Baca juga:HyperFace si Pengecoh Kamera Pengenal Wajah
Bagaimana dengan Entrupy? Aplikasi ini bekerja selayaknya fitur auto-tagging padaFacebook. Dalam jurnal berjudul “The Fake vs Real Goods Problem: Microscopy and Machine Learning to the Rescue” yang ditulis Ashlesh Sharma dan disponsori oleh Entrupy, Entrupy bekerja dengan memanfaatkan perangkat mikroskopi berlensa lebar.
Alat itu kemudian digunakan untuk merekam gambar pada benda yang ingin diperiksa keasliannya.
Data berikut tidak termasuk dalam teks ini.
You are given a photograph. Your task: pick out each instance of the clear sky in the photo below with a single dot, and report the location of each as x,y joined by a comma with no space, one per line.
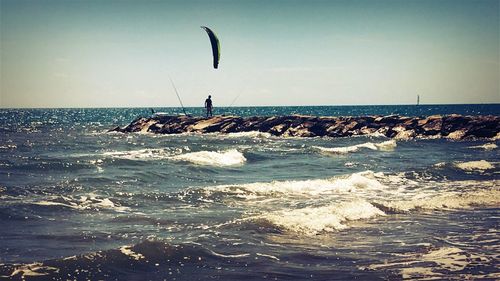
120,53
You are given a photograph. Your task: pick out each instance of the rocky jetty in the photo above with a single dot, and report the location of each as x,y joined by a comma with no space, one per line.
456,127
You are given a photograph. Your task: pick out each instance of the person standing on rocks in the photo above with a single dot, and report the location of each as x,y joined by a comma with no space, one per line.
208,105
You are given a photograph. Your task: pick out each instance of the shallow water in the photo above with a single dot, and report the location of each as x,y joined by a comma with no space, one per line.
76,200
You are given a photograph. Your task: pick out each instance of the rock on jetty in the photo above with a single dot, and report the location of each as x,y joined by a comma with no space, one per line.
456,127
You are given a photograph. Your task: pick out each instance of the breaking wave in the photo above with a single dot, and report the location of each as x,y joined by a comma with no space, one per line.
213,158
478,166
314,220
450,200
383,146
140,154
349,183
486,146
84,202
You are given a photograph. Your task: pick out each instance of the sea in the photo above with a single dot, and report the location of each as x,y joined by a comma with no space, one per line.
79,203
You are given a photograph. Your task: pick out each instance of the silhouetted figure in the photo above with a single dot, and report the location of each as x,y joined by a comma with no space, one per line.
208,105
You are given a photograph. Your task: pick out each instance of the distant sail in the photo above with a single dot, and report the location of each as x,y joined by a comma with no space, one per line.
215,45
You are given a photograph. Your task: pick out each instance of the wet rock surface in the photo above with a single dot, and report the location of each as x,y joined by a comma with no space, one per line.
455,127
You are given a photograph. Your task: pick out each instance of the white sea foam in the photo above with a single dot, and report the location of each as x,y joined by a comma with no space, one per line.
351,183
486,146
33,269
314,220
470,166
126,250
383,146
213,158
140,154
435,264
449,200
90,202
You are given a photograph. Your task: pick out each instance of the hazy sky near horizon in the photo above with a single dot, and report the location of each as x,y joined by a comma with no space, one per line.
120,53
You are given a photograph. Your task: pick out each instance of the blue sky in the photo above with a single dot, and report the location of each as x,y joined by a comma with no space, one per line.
121,53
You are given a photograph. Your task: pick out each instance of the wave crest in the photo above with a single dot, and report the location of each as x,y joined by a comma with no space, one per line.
213,158
314,220
383,146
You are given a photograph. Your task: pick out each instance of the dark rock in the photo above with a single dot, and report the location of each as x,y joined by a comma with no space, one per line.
455,127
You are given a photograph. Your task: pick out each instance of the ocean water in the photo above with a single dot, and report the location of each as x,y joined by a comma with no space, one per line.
78,203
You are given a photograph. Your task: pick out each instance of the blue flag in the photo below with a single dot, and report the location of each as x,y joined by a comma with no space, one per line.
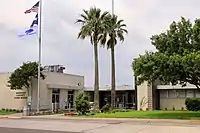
33,28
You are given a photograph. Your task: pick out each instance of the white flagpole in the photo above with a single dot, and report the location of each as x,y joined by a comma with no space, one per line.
40,54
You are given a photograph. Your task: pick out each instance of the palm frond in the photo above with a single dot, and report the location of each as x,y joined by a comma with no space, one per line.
80,21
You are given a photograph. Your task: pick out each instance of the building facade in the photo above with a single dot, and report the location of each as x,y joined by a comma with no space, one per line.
56,91
125,96
164,97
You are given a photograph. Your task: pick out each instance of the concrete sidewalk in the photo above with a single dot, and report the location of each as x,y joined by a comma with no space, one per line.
62,117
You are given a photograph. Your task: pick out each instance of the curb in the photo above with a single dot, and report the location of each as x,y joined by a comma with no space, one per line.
115,119
9,117
3,117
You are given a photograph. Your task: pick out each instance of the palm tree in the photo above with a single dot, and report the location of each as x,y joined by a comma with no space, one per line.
114,30
92,27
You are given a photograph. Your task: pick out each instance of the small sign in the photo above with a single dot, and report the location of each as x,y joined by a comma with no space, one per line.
20,95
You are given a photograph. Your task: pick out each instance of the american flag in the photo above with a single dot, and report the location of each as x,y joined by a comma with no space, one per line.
33,9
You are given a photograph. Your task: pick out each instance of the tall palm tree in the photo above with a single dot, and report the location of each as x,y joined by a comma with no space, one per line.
114,30
92,27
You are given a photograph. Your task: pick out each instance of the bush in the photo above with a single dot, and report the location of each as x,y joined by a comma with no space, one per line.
106,108
193,104
122,110
82,104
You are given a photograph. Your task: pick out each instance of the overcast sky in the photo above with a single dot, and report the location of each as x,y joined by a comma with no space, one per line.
60,45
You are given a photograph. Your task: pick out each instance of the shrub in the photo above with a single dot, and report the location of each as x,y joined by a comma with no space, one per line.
106,108
82,104
193,104
122,110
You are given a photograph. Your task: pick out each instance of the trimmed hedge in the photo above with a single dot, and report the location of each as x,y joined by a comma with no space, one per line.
193,104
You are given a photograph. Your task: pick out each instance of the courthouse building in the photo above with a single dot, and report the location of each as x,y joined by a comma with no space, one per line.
156,96
57,89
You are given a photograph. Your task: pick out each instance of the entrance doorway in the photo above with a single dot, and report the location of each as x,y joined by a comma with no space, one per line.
70,100
55,99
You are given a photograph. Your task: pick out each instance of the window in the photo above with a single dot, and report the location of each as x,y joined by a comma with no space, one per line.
181,93
189,93
197,93
172,94
163,93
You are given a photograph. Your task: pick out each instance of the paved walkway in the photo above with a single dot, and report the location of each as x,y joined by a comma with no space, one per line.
98,126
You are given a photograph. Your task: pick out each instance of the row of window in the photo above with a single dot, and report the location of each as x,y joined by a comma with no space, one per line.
179,93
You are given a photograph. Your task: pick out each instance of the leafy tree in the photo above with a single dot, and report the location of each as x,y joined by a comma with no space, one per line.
114,31
22,76
92,27
82,103
177,59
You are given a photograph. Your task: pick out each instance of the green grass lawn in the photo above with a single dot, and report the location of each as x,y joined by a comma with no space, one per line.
3,112
151,115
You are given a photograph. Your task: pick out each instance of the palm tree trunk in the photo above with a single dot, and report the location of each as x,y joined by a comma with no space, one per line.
113,93
96,77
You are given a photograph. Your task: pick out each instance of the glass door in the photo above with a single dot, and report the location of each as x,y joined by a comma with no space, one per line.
55,99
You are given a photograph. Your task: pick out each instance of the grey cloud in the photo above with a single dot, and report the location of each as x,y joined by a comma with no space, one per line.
60,43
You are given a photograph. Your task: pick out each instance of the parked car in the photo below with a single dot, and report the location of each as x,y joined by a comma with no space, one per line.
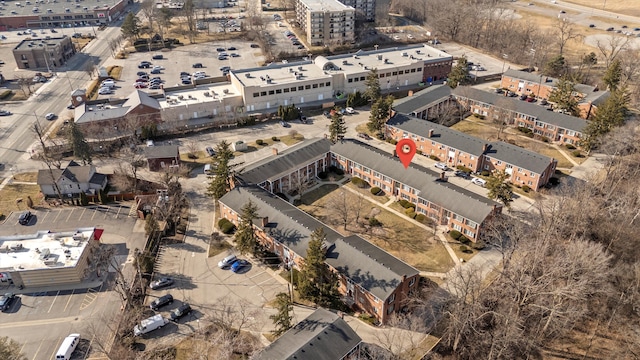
239,265
442,166
160,283
181,311
479,182
161,301
6,300
463,174
227,261
25,217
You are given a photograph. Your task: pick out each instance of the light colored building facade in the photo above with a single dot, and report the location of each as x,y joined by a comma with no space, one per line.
43,54
47,258
326,21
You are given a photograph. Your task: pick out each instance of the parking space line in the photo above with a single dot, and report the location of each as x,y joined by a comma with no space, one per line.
68,301
53,302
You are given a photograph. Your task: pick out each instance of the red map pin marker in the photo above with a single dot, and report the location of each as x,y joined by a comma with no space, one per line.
406,149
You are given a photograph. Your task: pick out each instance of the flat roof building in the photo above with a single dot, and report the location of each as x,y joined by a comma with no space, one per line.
46,257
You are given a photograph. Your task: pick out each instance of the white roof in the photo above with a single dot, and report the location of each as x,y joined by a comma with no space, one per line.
43,250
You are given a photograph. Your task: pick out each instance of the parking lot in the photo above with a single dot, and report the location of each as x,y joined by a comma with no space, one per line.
181,59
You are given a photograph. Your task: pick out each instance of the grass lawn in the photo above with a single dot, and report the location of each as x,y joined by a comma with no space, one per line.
411,243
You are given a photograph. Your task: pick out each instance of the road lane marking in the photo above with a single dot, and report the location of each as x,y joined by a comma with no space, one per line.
53,302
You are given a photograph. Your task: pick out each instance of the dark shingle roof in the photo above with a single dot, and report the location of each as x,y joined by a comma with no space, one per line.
441,134
161,152
275,166
321,336
523,107
293,227
458,200
422,99
518,156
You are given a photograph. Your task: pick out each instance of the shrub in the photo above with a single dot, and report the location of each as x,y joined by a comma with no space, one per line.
455,234
226,226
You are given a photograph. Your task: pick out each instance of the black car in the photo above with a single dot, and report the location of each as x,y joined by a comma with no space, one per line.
161,301
25,217
181,311
6,300
161,283
462,174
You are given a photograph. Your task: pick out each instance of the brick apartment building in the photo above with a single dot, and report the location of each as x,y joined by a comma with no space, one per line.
540,86
456,148
371,279
445,203
46,54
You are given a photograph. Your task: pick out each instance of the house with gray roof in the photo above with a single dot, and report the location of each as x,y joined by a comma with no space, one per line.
457,149
540,86
72,180
370,278
322,335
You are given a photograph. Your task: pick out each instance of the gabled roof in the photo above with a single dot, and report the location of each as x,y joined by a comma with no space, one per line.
518,157
321,336
441,134
275,166
523,107
292,227
162,152
456,199
423,99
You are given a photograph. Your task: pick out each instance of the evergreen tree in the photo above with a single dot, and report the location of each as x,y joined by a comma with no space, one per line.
380,111
81,148
563,96
337,128
246,240
317,282
613,75
499,188
613,112
373,91
459,73
130,26
282,319
220,183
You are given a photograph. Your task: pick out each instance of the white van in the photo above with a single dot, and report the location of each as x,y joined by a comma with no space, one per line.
68,345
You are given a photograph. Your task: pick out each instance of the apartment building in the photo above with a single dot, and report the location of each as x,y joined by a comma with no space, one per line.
540,86
371,279
326,21
456,148
297,168
365,9
46,54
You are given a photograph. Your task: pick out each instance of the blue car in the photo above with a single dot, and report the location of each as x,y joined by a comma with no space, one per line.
239,265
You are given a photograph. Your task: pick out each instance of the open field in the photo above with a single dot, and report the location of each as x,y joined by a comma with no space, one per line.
404,240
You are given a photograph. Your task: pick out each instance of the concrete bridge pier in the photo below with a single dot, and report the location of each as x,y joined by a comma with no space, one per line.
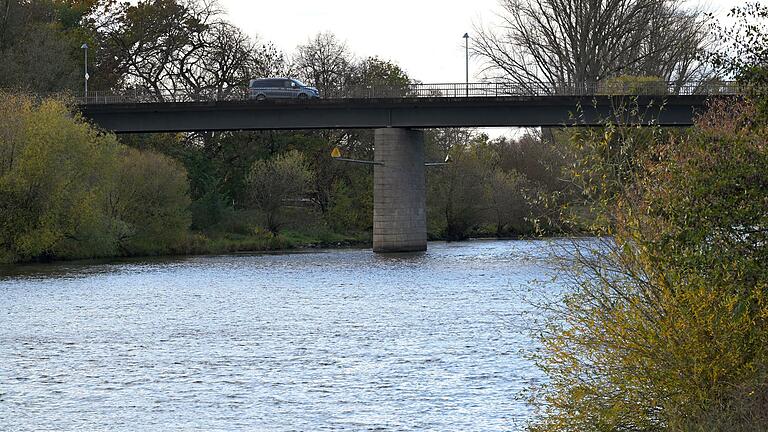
399,191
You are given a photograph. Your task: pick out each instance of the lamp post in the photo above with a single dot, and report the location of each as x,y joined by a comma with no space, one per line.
85,48
466,49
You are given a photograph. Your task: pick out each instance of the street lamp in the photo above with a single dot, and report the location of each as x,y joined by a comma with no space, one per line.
466,49
85,47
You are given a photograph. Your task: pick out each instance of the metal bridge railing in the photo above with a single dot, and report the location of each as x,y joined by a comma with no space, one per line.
427,90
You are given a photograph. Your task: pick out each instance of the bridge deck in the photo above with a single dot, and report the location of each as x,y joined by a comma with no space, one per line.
422,112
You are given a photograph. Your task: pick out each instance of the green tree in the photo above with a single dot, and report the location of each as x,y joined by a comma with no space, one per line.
275,181
667,325
148,203
54,169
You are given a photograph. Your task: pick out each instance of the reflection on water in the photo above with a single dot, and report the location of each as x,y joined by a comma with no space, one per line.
329,340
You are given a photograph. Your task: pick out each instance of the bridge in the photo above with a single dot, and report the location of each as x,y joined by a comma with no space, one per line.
397,114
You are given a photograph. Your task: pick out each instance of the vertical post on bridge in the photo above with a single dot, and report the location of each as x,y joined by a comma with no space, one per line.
399,191
466,52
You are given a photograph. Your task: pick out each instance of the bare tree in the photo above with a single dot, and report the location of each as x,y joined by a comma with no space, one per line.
559,42
325,62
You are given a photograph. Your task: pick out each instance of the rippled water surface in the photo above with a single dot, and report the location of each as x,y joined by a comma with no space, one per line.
329,340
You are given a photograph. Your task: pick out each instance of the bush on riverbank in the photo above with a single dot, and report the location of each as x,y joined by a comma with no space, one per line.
667,325
70,191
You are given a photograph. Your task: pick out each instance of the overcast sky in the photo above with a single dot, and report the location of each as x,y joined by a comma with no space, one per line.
423,36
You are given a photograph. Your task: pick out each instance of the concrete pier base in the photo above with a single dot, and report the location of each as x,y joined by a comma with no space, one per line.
399,191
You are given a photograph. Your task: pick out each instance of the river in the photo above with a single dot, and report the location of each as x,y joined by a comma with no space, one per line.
310,341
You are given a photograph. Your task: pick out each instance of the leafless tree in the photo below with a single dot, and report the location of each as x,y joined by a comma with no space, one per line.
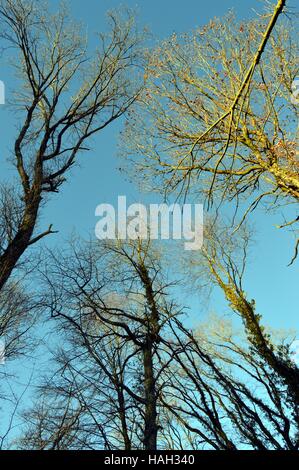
66,96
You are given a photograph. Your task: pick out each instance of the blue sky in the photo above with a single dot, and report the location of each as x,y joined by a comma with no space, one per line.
97,179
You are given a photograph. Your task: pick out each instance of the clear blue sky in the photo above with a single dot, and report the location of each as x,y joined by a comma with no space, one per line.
97,180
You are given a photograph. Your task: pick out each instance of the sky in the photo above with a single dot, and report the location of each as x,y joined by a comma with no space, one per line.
97,180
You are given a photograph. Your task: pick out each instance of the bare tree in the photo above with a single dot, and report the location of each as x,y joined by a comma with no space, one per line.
110,300
217,118
58,116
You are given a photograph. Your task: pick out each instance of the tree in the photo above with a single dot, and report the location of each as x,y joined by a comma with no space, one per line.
58,116
111,303
217,117
136,377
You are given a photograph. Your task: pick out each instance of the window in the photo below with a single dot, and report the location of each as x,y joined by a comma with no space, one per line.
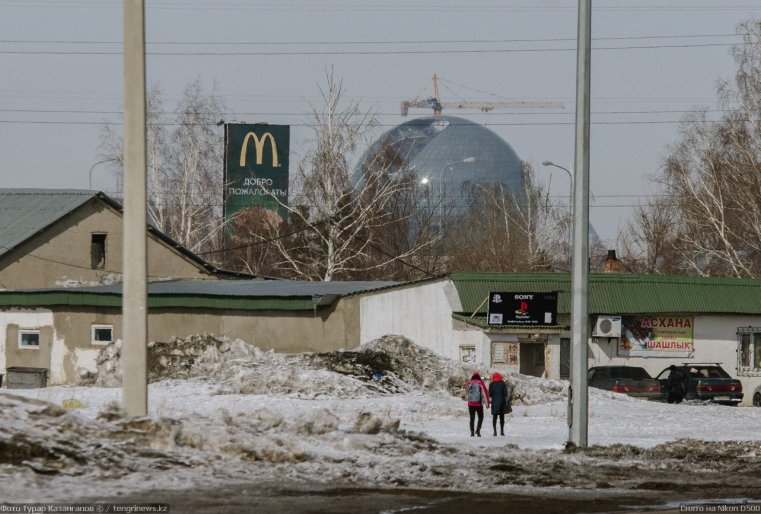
539,355
98,251
102,334
29,339
749,351
467,353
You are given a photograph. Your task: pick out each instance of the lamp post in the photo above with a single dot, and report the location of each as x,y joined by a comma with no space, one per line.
570,196
99,162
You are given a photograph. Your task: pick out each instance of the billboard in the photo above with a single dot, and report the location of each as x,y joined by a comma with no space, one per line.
523,309
656,336
256,167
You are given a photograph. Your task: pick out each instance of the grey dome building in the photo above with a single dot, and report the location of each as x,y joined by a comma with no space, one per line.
447,152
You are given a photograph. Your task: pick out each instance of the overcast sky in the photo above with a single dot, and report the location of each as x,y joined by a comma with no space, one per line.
652,61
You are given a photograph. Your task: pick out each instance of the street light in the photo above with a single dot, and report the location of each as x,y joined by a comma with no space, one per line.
570,196
99,162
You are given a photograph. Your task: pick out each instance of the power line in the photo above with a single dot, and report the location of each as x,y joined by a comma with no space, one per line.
307,125
362,42
364,52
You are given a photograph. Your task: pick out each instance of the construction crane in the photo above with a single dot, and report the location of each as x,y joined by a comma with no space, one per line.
437,105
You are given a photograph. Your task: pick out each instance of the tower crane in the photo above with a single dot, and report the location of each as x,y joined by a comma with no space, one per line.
437,105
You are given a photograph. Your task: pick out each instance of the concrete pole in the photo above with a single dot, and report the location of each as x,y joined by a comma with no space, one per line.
134,297
580,265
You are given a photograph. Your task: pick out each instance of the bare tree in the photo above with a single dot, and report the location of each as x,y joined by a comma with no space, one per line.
185,177
650,243
712,177
341,222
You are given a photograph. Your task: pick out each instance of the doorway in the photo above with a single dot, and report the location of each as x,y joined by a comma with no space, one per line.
532,359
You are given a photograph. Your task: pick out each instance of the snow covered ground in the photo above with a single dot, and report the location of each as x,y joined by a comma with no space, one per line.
223,411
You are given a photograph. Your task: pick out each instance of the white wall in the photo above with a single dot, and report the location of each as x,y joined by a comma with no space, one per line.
421,312
714,339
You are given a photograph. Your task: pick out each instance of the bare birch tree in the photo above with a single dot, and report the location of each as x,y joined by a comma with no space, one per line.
712,179
340,223
185,178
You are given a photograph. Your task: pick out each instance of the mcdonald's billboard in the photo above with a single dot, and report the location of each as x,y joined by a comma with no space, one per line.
256,167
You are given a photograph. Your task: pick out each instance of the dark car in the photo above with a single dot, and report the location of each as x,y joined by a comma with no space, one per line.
631,380
706,382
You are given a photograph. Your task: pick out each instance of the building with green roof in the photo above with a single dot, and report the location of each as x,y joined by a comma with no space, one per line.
651,321
54,237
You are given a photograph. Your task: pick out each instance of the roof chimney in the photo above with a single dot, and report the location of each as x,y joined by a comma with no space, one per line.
612,263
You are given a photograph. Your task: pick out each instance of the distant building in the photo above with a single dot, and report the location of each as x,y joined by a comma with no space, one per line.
449,153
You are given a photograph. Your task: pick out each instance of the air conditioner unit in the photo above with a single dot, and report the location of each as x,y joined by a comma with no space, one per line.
607,326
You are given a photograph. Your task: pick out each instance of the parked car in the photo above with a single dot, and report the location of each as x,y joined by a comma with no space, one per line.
631,380
705,382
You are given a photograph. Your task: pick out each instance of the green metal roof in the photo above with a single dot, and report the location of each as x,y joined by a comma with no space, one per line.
289,295
620,293
25,212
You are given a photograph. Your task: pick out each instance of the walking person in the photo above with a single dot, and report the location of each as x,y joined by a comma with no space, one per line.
675,385
500,394
476,393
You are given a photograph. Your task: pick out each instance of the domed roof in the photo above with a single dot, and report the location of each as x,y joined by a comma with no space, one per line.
448,149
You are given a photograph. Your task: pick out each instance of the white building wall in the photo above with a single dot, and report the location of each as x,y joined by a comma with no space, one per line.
422,313
714,338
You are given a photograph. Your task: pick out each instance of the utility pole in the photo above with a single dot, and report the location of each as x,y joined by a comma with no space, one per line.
134,287
578,430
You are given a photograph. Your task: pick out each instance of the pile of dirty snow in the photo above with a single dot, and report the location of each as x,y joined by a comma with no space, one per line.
388,365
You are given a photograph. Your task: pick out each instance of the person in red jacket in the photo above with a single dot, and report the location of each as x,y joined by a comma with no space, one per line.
476,394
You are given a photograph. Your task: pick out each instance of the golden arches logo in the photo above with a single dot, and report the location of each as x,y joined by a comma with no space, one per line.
259,147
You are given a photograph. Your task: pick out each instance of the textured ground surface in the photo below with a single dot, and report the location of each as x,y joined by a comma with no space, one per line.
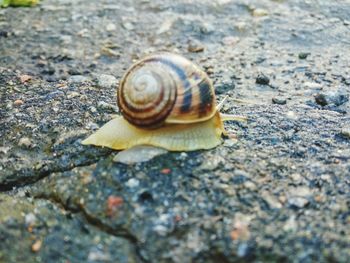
279,192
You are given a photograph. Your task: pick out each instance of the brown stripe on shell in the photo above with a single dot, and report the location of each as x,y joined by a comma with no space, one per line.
156,112
206,98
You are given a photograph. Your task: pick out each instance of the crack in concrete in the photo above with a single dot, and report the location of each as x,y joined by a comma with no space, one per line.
26,181
97,223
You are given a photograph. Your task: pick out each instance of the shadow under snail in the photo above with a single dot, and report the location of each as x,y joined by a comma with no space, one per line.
165,101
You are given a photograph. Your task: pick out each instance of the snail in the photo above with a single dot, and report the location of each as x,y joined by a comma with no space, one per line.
165,101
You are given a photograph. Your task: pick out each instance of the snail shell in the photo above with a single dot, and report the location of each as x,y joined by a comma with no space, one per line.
166,101
165,88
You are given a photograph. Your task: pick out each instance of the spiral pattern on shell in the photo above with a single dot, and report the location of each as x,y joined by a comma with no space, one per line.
165,88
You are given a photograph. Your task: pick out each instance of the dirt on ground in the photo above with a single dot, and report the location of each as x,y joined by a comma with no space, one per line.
276,191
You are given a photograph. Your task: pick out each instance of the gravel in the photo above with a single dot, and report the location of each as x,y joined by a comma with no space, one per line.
277,189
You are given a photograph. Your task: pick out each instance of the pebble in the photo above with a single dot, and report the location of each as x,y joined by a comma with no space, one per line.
230,40
260,12
331,97
271,200
279,101
73,94
133,182
298,201
36,246
18,102
345,132
138,154
24,78
195,46
242,249
290,225
78,79
30,219
104,106
111,27
106,81
303,55
312,85
25,142
262,79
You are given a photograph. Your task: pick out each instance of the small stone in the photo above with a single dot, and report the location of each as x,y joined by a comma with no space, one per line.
271,200
30,219
78,79
128,25
25,142
296,177
160,230
321,99
262,79
36,246
212,164
106,81
133,182
138,154
242,250
334,98
345,132
303,55
18,102
290,225
312,85
230,40
111,27
195,46
298,201
104,106
113,204
73,94
258,12
241,26
25,78
165,171
240,231
279,101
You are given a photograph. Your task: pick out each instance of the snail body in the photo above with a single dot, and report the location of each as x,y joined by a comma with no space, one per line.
165,101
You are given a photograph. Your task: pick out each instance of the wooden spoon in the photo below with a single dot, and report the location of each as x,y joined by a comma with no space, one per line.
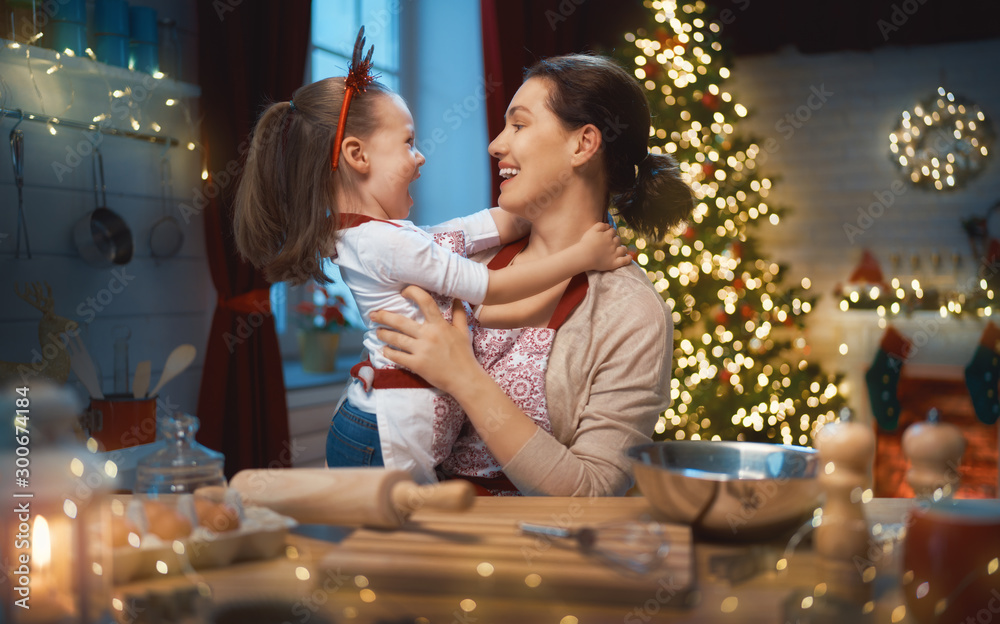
140,383
178,360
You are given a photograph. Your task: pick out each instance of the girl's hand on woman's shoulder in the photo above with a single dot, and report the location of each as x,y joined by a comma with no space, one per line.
437,350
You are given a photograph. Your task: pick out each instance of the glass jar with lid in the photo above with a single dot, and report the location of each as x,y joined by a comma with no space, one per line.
182,465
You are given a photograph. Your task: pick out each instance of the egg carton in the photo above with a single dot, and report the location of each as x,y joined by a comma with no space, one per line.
261,535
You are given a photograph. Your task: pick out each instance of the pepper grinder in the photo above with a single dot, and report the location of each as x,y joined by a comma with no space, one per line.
846,452
934,449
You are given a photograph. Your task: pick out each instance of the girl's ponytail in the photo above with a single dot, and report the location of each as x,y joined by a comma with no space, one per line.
285,214
260,215
658,199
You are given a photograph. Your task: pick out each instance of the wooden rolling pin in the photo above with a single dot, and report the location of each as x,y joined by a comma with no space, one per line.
373,497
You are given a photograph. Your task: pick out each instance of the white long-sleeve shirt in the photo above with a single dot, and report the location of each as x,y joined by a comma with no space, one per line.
378,259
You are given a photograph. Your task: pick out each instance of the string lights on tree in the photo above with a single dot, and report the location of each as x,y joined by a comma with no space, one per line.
741,368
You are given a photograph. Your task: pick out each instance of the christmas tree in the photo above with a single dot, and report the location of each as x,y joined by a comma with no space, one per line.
740,357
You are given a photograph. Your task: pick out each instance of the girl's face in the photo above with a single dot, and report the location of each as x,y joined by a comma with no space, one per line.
395,160
534,150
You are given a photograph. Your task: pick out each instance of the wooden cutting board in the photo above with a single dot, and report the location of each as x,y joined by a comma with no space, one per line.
481,551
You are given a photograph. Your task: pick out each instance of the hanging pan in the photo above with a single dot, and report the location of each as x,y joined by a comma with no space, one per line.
102,237
166,236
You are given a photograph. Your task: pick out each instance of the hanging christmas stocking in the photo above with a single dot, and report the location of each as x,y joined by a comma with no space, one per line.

Entrupy, mengklaim bahwa gambar yang ditangkap lalu direkam, dan diperbesar antara 100 hingga 300 kali. Dengan pembesaran itu, Entrupy dapat memperoleh detail objek yang lebih presisi daripada apa yang dilihat mata manusia.
Sebagai bagian computer vision yang berkekuatan AI, Entrupy pun bekerja mengikuti cara kerja AI, Entrupy memiliki 3 juta basis data gambar untuk mengajari algoritma bagaimana memahami asli atau palsu suatu objek.
Prinsip dasarnya, Entrupy memanfaatkan karakteristik visual untuk mendeteksi asli atau tidaknya suatu produk. Pengertian karakteristik visual di sini ialah karakteristik yang terjadi akibat dari standardisasi pembuatan produk yang dilakukan di pabrik atau tempat pembuatan si produk. Pembesaran gambar hingga 100-300 kali, mampu membuka karakteristik visual dari suatu produk.
Entrupy mengklaim bisa mendeteksi asli atau tidaknya suatu barang dari 11 merek fashion ternama hingga keakuratannya 98 persen. Kehadiran Entrupy merupakan angin segar bagi pecinta barang-barang bermerek agar tak mudah tertipu termasuk perusahaan ritel. Persoalan barang “kw” atau palsu sudah jadi permasalahan global. Sebanyak 7 persen masalah perdagangan global berhubungan dengan pemalsuan barang.
Atas permasalahan ini, banyak cara dilakukan melawannya. Stiker hologram ataupun sertifikat keaslian yang dikeluarkan produsen merupakan cara-cara konvensional produsen melawan pemalsuan. Diprediksi pada 2017, produsen fashion mengeluarkan investasi $6,15 miliar untuk menerapkan teknologi anti pemalsuan di produk-produk mereka..
RealReal dan Vestiaire Collective, dua e-commerce yang menjual barang bekas khusus merek-merek premium bahkan merekrut profesional khusus yang bertugas memeriksa asli tidaknya sebuah barang. Kehadiran Entrupy, akan membuat kerja perusahaan seperti RealReal dan Vestiaire Collective akan menjadi efektif dan efisien.